« Apaiser » le couple bailleur-locataire en 37 propositions

le 19 juin 2019

Dans un rapport présenté ce mardi 18 juin, le député de la majorité Mickaël Nogal dit vouloir rééquilibrer les rapports entre bailleur et locataire dans le parc locatif privé. En montant d’un cran les responsabilités des agents immobiliers, le député de Haute-Garonne pense pouvoir résoudre l’équation d’une sécurisation des propriétaires, et d’une baisse de pression pour les locataires.

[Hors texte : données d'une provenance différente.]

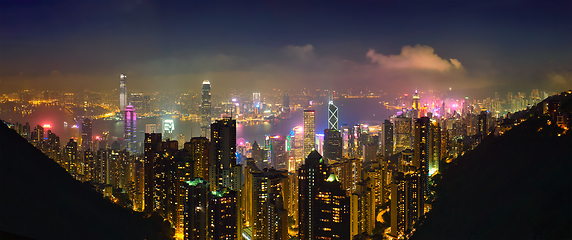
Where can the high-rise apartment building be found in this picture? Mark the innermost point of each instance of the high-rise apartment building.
(153, 151)
(130, 129)
(223, 154)
(332, 115)
(223, 214)
(309, 131)
(86, 134)
(402, 130)
(332, 214)
(122, 92)
(199, 148)
(387, 138)
(206, 109)
(421, 156)
(332, 145)
(269, 209)
(363, 209)
(286, 103)
(196, 211)
(406, 202)
(311, 176)
(415, 107)
(256, 105)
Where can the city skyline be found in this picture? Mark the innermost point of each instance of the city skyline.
(276, 120)
(431, 45)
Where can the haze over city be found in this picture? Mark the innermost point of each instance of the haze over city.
(285, 120)
(391, 45)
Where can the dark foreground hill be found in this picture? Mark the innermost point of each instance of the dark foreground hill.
(516, 186)
(40, 200)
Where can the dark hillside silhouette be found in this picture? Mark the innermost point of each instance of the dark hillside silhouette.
(40, 200)
(516, 186)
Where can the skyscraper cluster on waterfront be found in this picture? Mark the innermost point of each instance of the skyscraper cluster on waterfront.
(347, 183)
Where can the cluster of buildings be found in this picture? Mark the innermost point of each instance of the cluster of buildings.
(335, 185)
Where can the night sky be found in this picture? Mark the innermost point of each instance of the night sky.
(394, 45)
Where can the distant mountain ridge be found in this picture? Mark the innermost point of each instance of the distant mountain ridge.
(40, 200)
(516, 186)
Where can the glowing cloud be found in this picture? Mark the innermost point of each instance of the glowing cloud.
(417, 57)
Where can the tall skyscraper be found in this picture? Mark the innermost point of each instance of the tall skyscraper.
(199, 148)
(415, 106)
(86, 134)
(196, 211)
(130, 129)
(332, 115)
(311, 176)
(256, 103)
(406, 202)
(309, 131)
(223, 214)
(269, 198)
(363, 209)
(286, 103)
(332, 145)
(421, 156)
(222, 154)
(387, 138)
(122, 92)
(168, 128)
(332, 212)
(278, 154)
(153, 149)
(402, 130)
(206, 109)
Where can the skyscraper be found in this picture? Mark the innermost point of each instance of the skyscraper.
(422, 150)
(415, 106)
(269, 199)
(223, 211)
(199, 148)
(332, 212)
(122, 92)
(402, 130)
(332, 115)
(130, 129)
(168, 128)
(387, 138)
(286, 103)
(256, 103)
(332, 144)
(222, 154)
(206, 109)
(196, 211)
(309, 131)
(153, 149)
(86, 134)
(311, 176)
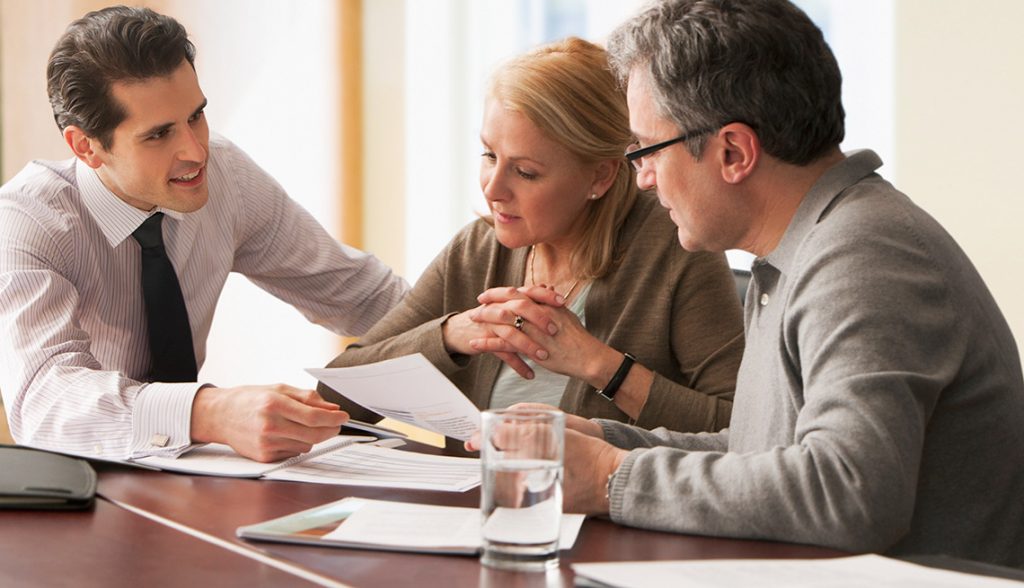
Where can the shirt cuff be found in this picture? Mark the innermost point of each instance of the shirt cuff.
(162, 419)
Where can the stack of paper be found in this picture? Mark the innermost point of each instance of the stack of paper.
(873, 571)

Au prononcé de ses propositions, et des avantages qu’elles offriraient au propriétaire bailleur comme au locataire, Mickaël Nogal dit vouloir insister sur le terme « en même temps ». Pour le député marcheur, c’est bien la démarche « en même-temptiste » qui a guidé la rédaction de son rapport présenté ce mardi, censé « respecter et répondre aux craintes du bailleur comme du locataire ».

Relayer aux agences les facteurs de tension dans la relation bailleur-locataire

En mesure phare de son rapport pour lequel il avait été missionné en décembre dernier, le député de la Haute-Garonne propose de transférer l’inquiétude des loyers impayés du propriétaire vers l’agence immobilière. Alors que deux tiers des propriétaires privilégient aujourd’hui une relation sans intermédiaire avec leur locataire, « l’agent immobilier garantira le paiement des loyers en temps et en heure, quoi qu’il advienne du côté du locataire ».

Pour financer cela, les agences devraient souscrire à une assurance globale sur le parc de logements dont ils ont la gestion, garantissant au propriétaire une indemnisation rapide, à l’heure où les remboursements de la garantie loyers importants (GLI souscrite par le propriétaire) mettent parfois plusieurs mois à être versés.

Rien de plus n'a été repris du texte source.